Proseguendo nel percorso avviato con la sentenza Travaglino, il secondo tassello che la Cassazione individua riguarda la gestione della biancheria ospedaliera come vero snodo di sicurezza clinica. Ogni fase — dalla raccolta al lavaggio, dal confezionamento allo stoccaggio — rappresenta un punto critico nella prevenzione delle Infezioni Correlate all’Assistenza (ICA).
Quando queste procedure non sono applicate con rigore, documentate, tracciate e verificate, l’intero sistema di controllo del rischio biologico si indebolisce.
Per questo, nell’ambito dell’onere probatorio richiesto per le ICA, le strutture devono poter dimostrare non solo l’esistenza di protocolli aggiornati, ma anche la loro effettiva applicazione quotidiana.
La biancheria, spesso percepita come elemento “silenzioso” del processo assistenziale, diventa così un indicatore concreto della qualità organizzativa e della cultura della sicurezza.

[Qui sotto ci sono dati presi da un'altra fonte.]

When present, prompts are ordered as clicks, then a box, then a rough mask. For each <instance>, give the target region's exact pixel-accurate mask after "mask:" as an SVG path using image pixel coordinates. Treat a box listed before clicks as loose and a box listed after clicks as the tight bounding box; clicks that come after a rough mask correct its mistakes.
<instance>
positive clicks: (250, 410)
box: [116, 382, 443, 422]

Le indicazioni per la raccolta, il lavaggio e la disinfezione della biancheria in ospedale devono essere chiare, dettagliate e seguire rigorosamente le norme di igiene e sicurezza previste dalle autorità sanitarie.
Punti che richiedono massima attenzione:
1. Raccolta della biancheria: la biancheria sporca deve essere raccolta in sacchi differenziati (biancheria normalmente sporca e biancheria a rischio infettivo) e posta in appositi contenitori chiusi, che devono essere disinfettati regolarmente. Il personale addetto alla raccolta deve indossare i DPI idonei previsti dal protocollo.

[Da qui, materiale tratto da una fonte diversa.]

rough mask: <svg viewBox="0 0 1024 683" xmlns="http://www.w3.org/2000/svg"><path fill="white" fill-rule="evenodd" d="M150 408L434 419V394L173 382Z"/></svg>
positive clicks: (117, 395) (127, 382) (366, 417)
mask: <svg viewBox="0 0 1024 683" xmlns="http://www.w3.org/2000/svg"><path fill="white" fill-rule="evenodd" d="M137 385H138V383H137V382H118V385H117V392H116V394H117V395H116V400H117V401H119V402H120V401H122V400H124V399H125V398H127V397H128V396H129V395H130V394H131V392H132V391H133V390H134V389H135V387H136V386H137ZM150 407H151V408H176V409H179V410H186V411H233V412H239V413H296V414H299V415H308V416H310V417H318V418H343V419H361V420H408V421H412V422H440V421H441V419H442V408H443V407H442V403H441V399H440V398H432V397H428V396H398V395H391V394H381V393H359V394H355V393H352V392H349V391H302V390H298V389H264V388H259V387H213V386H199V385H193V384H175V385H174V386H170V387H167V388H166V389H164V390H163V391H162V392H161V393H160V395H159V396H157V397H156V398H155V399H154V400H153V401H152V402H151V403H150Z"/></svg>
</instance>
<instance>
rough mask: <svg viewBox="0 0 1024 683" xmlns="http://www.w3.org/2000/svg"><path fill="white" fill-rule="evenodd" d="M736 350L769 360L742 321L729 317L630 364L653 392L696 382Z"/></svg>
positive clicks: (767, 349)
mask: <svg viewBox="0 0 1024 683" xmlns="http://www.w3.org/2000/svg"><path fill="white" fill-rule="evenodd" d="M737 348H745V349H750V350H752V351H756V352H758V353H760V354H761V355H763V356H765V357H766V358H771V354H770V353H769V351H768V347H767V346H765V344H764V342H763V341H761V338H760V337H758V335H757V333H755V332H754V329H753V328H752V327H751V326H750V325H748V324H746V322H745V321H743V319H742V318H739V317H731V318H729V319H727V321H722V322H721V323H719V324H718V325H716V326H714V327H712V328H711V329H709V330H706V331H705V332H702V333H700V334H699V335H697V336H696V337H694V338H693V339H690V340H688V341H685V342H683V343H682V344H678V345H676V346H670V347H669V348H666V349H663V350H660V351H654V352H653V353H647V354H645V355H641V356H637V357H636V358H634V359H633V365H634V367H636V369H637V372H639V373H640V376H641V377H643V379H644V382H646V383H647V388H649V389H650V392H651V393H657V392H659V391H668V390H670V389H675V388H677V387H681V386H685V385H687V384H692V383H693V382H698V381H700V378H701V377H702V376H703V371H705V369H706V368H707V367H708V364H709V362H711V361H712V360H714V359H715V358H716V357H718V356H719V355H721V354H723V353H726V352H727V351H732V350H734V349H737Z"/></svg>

2. Trasporto della biancheria: la biancheria sporca deve essere trasportata in sacchi differenziati (normale e rischio infettivo), in contenitori chiusi che devono essere disinfettati regolarmente. Il personale addetto alla raccolta deve indossare i DPI idonei previsti dal protocollo.
3. Lavaggio della biancheria: la biancheria deve essere lavata a temperatura elevata e con detergenti specifici per la disinfezione. È importante che il processo di lavaggio segua le indicazioni del produttore del detergente e che venga effettuato un corretto dosaggio del detergente.
4. Asciugatura della biancheria: la biancheria deve essere asciugata completamente, preferibilmente utilizzando un'asciugatrice a caldo.
5. Piegatura e confezionamento della biancheria: la biancheria pulita deve essere piegata e confezionata in contenitori chiusi, che devono essere disinfettati regolarmente. Il personale addetto alla raccolta deve indossare i DPI idonei previsti dal protocollo.
6. Stoccaggio della biancheria: la biancheria pulita deve essere stoccata in un'area pulita e asciutta, lontana da fonti di contaminazione.
7. Verifiche:
- Applicazione dei protocolli e delle procedure: nello stabilimento in fase di produzione e in ospedale in fase operativa (Documentare i materiali utilizzati, le verifiche effettuate, la tracciabilità di ogni fase, lo stoccaggio della biancheria pulita e sporca)
- Stato degli armadi nelle varie UU.OO.CC. (chiusi, idonei e in quantità sufficiente);
- Formazione del personale: (il personale addetto alla manipolazione della biancheria riceva una formazione adeguata sulla gestione igienica della biancheria):
- Corretta applicazione delle procedure di igiene e sicurezza.
- Documenti di Tracciabilità in tutte le fasi.
Competenza: U.O.C. Direzione Medica di Presidio;
Collaborazione: Ditta in service per la Biancheria piana e Camici e divise; Direttori e Coordinatori Inf. U.O.C.; Servizio infermieristico;
Approfondimento
- Ministero della Salute – Linee guida per la prevenzione e il controllo delle infezioni correlate all’assistenza (ICA).
- ISS – Istituto Superiore di Sanità, Rapporti ISS COVID e documenti su igiene ambientale e gestione dei tessili sanitari.
- WHO – Guidelines on Core Components of Infection Prevention and Control Programmes.
- ECDC – Infection Prevention and Control Measures in Healthcare Settings.
- UNI EN 14065 – Sistemi di controllo della biocontaminazione per tessili trattati in lavanderia.